Zipstream’s tactical video and situation awareness advantages

4K and Ultra High Definition (UHD) video content has approximately four times the resolution (4 times the number of actual pixels) of 1080p full HD. 1080p content has more than twice than 720p resolution. Add audio, metadata, potential multiple camera streams and you’ll soon be asking how you can deliver such high resolution over limited bandwidth connections or simply how to reduce storage costs.

Next-generation video codecs are most certainly the best opportunity, but you will quickly realize that specific implementation matched to use cases is significant.

First responders and tactical video

First responders represent a growing class of technical users that use “tactical” video for live and forensic review applications. The Video Quality in Public Safety (VQIPS) working group of the Department of Homeland Security Science and Technology Directorate (DHS S+T) provides guidance on how to deploy mission-oriented video streaming to the Next Generation First Responder.

“If we were able to track [first responder] status using technology tools, the on scene commanders would know what is happening in real time,” according to Paramedic Don MacGarry of Loudon County Fire and Rescue in Virginia.

If a police office has a tactical video stream of where an active shooter is, they will have a better chance at directing the appropriate response and saving lives.

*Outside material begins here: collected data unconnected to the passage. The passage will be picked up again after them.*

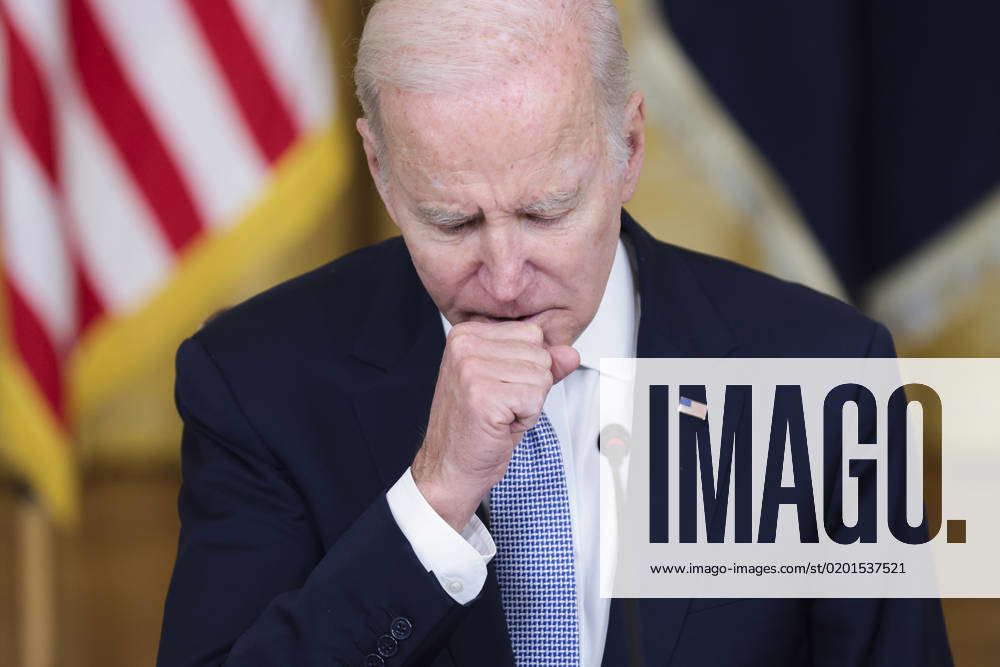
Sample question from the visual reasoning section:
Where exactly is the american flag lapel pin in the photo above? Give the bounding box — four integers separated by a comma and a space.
678, 396, 708, 420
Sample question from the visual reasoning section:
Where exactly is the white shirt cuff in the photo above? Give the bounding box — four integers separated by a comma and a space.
386, 467, 496, 605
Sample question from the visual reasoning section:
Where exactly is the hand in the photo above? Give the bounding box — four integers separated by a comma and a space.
411, 321, 579, 531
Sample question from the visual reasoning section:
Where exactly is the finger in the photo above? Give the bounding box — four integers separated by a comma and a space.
453, 320, 544, 346
487, 381, 547, 432
549, 345, 580, 383
462, 356, 553, 388
462, 338, 551, 368
509, 431, 526, 450
508, 406, 542, 434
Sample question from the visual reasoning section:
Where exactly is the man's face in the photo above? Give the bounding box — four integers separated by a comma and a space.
359, 51, 644, 348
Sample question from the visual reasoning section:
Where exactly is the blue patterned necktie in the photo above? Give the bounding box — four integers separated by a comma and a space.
489, 412, 580, 665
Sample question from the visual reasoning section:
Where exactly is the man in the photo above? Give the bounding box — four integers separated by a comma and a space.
157, 1, 951, 665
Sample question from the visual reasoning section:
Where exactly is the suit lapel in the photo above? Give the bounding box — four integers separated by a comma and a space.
351, 240, 445, 486
622, 210, 738, 360
602, 213, 741, 666
349, 240, 516, 666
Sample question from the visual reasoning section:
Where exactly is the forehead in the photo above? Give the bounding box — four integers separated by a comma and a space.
379, 54, 603, 204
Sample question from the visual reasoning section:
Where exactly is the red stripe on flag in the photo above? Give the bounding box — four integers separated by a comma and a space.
68, 0, 204, 253
2, 272, 66, 425
184, 0, 298, 164
3, 5, 109, 334
1, 6, 57, 185
76, 264, 103, 333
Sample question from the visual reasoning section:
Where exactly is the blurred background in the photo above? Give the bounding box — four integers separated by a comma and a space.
1, 0, 997, 664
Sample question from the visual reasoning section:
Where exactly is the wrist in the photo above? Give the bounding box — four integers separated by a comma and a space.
411, 452, 485, 532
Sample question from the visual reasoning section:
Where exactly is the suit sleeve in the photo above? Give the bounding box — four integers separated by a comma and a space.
807, 322, 953, 666
386, 467, 495, 605
157, 336, 460, 666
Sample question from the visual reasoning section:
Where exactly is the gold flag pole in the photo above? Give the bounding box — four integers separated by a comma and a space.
16, 489, 55, 667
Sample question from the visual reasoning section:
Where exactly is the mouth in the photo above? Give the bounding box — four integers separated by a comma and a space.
473, 310, 545, 324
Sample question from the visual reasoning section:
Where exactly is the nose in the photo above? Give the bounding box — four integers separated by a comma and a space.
477, 223, 531, 303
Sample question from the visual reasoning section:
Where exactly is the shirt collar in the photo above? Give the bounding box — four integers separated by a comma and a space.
573, 238, 638, 372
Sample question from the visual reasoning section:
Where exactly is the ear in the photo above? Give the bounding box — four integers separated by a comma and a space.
357, 117, 383, 181
357, 117, 403, 230
619, 91, 646, 204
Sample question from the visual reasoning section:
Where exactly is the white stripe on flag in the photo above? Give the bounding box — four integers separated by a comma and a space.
1, 0, 62, 76
0, 115, 76, 351
61, 91, 174, 313
88, 0, 268, 229
232, 0, 333, 132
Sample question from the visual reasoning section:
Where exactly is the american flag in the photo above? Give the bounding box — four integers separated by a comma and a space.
0, 0, 342, 523
678, 396, 708, 420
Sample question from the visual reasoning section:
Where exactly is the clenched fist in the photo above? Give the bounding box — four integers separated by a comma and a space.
411, 321, 580, 530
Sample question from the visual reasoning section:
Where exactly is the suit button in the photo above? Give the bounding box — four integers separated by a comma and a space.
390, 616, 413, 640
364, 654, 384, 666
376, 634, 398, 658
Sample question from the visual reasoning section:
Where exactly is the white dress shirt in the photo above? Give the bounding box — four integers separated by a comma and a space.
387, 239, 639, 666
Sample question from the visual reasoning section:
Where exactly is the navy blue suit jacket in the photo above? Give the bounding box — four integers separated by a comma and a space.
157, 211, 952, 666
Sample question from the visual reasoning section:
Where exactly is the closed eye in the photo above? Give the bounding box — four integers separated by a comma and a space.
437, 217, 480, 234
440, 221, 469, 234
527, 213, 566, 224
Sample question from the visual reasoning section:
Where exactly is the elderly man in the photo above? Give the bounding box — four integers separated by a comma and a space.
157, 1, 951, 665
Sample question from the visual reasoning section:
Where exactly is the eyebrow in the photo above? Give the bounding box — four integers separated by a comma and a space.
413, 186, 583, 227
414, 205, 482, 227
519, 188, 582, 216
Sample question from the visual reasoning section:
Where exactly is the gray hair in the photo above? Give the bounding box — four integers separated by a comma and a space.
354, 0, 632, 167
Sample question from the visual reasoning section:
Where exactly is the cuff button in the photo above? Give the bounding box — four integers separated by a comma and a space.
376, 634, 398, 658
364, 654, 384, 667
390, 616, 413, 640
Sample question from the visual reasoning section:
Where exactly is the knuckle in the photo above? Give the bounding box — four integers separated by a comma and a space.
515, 357, 535, 373
534, 386, 548, 408
517, 342, 549, 367
450, 333, 468, 355
466, 380, 485, 406
516, 384, 537, 408
521, 359, 552, 386
449, 331, 477, 357
456, 356, 480, 384
448, 322, 478, 344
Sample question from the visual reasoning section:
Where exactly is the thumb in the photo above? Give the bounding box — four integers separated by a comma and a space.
549, 345, 580, 383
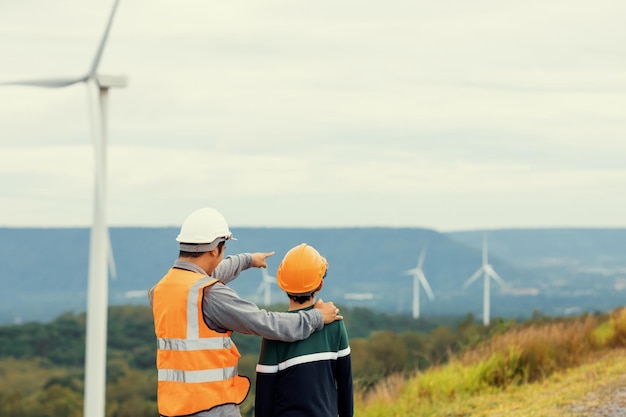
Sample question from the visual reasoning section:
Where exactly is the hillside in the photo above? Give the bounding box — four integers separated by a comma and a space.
356, 308, 626, 417
1, 227, 625, 324
358, 348, 626, 417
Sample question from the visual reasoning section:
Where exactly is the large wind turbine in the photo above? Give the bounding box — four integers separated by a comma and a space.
256, 268, 277, 305
404, 244, 435, 319
463, 234, 507, 326
0, 2, 126, 417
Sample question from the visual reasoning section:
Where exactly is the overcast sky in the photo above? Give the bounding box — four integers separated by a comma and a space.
1, 0, 625, 231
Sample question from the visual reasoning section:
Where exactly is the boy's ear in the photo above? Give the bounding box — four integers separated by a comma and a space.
311, 282, 324, 300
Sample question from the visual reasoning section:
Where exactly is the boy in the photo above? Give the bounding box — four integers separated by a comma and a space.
255, 243, 353, 417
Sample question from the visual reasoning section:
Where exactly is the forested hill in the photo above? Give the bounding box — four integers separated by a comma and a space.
1, 227, 625, 324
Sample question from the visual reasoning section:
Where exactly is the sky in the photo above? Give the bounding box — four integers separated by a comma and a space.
1, 0, 625, 231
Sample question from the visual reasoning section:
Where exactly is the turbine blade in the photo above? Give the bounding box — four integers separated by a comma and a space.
417, 271, 435, 300
255, 280, 265, 297
417, 244, 428, 268
488, 268, 507, 287
463, 267, 483, 289
482, 234, 488, 266
107, 230, 117, 279
261, 268, 276, 283
0, 76, 86, 88
89, 0, 121, 75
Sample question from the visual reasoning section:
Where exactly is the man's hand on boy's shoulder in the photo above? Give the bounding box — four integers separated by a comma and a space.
315, 298, 343, 324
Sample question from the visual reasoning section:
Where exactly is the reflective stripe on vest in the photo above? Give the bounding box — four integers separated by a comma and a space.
158, 337, 231, 351
158, 366, 238, 383
186, 276, 214, 337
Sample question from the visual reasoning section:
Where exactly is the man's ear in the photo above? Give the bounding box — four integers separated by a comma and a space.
199, 247, 218, 260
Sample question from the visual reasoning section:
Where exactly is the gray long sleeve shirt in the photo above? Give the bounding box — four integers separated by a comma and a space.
168, 254, 324, 417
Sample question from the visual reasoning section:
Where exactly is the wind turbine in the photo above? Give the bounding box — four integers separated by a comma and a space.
256, 268, 277, 305
462, 234, 507, 326
404, 244, 435, 319
1, 2, 126, 417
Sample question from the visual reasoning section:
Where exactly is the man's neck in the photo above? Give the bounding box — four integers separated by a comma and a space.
178, 255, 214, 275
288, 298, 315, 310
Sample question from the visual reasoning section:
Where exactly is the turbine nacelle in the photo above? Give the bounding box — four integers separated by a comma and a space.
404, 267, 421, 276
483, 264, 506, 287
96, 74, 128, 89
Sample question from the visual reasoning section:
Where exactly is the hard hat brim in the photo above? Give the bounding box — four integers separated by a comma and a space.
179, 235, 236, 252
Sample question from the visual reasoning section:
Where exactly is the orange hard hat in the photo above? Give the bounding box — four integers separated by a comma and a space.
277, 243, 328, 294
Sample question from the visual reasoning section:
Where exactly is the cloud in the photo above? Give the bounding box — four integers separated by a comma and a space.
1, 0, 625, 229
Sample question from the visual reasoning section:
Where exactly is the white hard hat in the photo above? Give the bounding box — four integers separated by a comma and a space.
176, 207, 236, 251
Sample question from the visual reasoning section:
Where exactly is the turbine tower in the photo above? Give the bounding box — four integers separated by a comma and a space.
1, 2, 126, 417
256, 268, 277, 305
404, 244, 435, 319
463, 234, 507, 326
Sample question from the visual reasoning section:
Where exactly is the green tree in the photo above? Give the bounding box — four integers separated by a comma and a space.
0, 390, 27, 417
424, 325, 458, 365
37, 384, 83, 417
400, 331, 430, 370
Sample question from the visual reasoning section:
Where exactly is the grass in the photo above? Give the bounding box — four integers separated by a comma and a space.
458, 349, 626, 417
355, 307, 626, 417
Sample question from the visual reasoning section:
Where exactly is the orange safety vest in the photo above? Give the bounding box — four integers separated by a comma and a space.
150, 268, 250, 416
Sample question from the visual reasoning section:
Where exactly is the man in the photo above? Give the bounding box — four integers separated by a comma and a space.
255, 243, 353, 417
148, 208, 342, 417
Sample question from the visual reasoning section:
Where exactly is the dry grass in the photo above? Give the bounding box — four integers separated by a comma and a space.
355, 307, 626, 417
357, 349, 626, 417
355, 373, 407, 408
460, 315, 598, 385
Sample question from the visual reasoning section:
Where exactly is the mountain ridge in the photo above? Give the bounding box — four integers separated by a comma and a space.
1, 226, 625, 324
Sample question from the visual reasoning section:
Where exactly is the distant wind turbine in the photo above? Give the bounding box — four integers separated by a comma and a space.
256, 268, 277, 305
404, 244, 435, 319
0, 2, 126, 417
463, 234, 507, 326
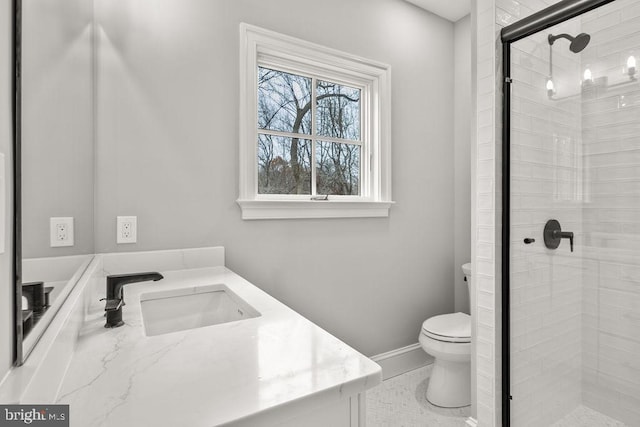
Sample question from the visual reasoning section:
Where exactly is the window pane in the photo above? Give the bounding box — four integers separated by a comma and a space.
258, 67, 311, 134
316, 81, 360, 141
258, 134, 312, 194
316, 141, 360, 195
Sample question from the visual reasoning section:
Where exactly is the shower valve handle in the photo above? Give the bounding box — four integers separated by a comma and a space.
543, 219, 574, 252
553, 230, 574, 252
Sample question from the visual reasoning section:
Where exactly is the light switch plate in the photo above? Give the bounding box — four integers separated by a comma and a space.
117, 216, 137, 244
50, 217, 74, 247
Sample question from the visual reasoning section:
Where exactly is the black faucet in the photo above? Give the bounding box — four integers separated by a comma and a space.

Advanced thermal imaging network cameras can also deliver temperature information in addition to the video stream. Having improved situation awareness during a fire is essential for placing assets, including what side of the building is burning and what openings are available.

Next generation codecs make it possible to deliver mission-critical video streaming at reduced bitrates. Axis Communications Zipstream technology is one example of an efficient codec that makes it possible to use higher resolution and increase forensic detail, while reducing storage cost and enabling longer recordings. The core competence of a next generation codec is the ability to enable high bit rate in scenes with significant detail in combination with low bit rate when the scene is relatively static.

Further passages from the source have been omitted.